Huggies’ Mums For Hugging Social Media

Posted: January 22, 2011 in Brand management, Social Media

Huggies, the one of the most trusted brands of diapers by mums to keep their baby clean, dry and happy, encourage mums in US and Colombia to share experiences via social media by building a sense of community. In the US, mums not only share advice but also discuss Huggies products. Likewise, mums in Colombia share experiences through social media competitions.

Huggies, which have tailored individual Facebook pages for many countries across North and Latin America, use a community management approach by posting frequently social media content. Across Facebook, mums share their experiences about being a mum and caring for a baby. Thanks to this social media strategy, in US and Colombia there are 150,000 and 80,000 fans respectively.

According to WaveMetrix social media monitoring, Huggies’ strategy seems to be successful at engaging mums and building a sense of community. Unlike mums in the US who share parenting advice and discuss Huggies products by responding to community-focused content, Huggies in Colombia take a more proactive approach by using social media competitions. In these competitions, mums share “chaotically beautiful” anecdotes of their children to be able to win prizes. Since mums generally “love” the “fun” competitions, only a few discuss the Huggies brands and products.

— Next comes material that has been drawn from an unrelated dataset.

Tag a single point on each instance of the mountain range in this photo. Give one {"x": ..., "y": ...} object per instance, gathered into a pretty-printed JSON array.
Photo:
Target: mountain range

In the US, Huggies engage mums with community related social media content:

US mums share the “best parenting advice they have received” such as “sleep when the baby sleeps”, “trust your instincts” and “breastfeed” in addition to experiences of what they did at the weekend with their children such as “went to the movies”, “did crafts” or “bought Huggies”. Mums also discuss about Huggies products by saying that Huggies and Huggies Little Movers “fit well”, do “not leak” and do “not leave a rash”. However, some say Huggies “leak” or “leave ink stains on clothes” so they have “switched to Pampers”.

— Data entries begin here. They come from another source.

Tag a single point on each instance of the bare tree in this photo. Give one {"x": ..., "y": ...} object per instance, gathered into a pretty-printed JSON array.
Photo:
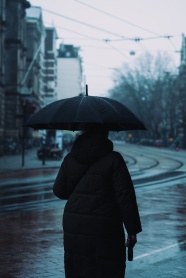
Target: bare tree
[{"x": 148, "y": 90}]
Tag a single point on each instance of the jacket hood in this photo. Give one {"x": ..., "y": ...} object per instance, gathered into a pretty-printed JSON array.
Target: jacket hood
[{"x": 89, "y": 147}]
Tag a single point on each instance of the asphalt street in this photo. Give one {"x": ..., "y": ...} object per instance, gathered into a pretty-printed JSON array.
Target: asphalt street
[{"x": 31, "y": 237}]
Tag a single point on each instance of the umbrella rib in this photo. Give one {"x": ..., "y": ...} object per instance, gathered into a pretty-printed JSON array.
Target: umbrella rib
[
  {"x": 79, "y": 107},
  {"x": 109, "y": 105}
]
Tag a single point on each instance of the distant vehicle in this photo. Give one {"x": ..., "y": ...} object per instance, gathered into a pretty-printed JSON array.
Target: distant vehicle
[
  {"x": 51, "y": 152},
  {"x": 146, "y": 142},
  {"x": 158, "y": 143},
  {"x": 68, "y": 140}
]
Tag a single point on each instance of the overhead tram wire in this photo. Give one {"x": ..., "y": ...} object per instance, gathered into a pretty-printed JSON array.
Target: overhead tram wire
[
  {"x": 120, "y": 52},
  {"x": 127, "y": 22},
  {"x": 118, "y": 18},
  {"x": 85, "y": 24},
  {"x": 77, "y": 33}
]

Moreover, mums respond to the “Every Little Bottom program” that aims to donate diapers to babies in need. Although some mums appreciate this helping behaviour, others say that Huggies are “overcharging customers” or “looking for a tax deduction” by exploiting this program.

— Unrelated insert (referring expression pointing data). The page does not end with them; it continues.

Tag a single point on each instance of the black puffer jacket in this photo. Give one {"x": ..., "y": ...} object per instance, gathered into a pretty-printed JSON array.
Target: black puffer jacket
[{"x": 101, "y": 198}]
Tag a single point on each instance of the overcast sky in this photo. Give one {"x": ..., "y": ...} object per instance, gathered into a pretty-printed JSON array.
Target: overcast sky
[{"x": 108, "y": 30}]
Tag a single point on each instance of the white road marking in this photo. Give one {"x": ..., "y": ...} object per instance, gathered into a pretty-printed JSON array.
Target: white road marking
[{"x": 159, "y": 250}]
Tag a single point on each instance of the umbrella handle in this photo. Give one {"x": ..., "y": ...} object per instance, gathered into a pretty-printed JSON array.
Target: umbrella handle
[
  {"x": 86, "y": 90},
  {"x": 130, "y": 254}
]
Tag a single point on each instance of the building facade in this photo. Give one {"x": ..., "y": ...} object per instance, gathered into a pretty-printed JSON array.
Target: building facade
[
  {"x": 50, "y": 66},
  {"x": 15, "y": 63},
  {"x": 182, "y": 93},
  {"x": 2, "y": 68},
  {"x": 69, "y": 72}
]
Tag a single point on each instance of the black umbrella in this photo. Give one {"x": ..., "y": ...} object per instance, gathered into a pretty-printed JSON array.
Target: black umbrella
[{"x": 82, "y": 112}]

The $250 Pottery Barn gift card competition is another attempt to attract mums’ attention in that some share how they would decorate their child’s room if they won the $250 gift card while others complain of problems about entering the competition, saying that $250 “isn’t much money” or complain of “bogus” competition rules.

In Colombia, Huggies engage mums through social media competitions:

In Colombia mums share their baby experiences in the competitions because they regard competitions as “great activities” and they “want to win”. There are many examples of these competitons. In the “fairy tale” competition, mums try to start a story featuring their baby and Huggies. In the “video sharing” competition mums upload videos of “beautifully chaotic moments”  and in the “funny anecdote” competition mums share a “beautifully chaotic” anecdote about their baby.

Furthermore, mums respond to the “Good morning” and “Have a great evening” messages with friendly chatter. This builds not only a sense of community but also anticipation for the competitions. However, buzz about the Huggies products and brand is at low levels due to the focus on the competitions overshadowing the comments about products.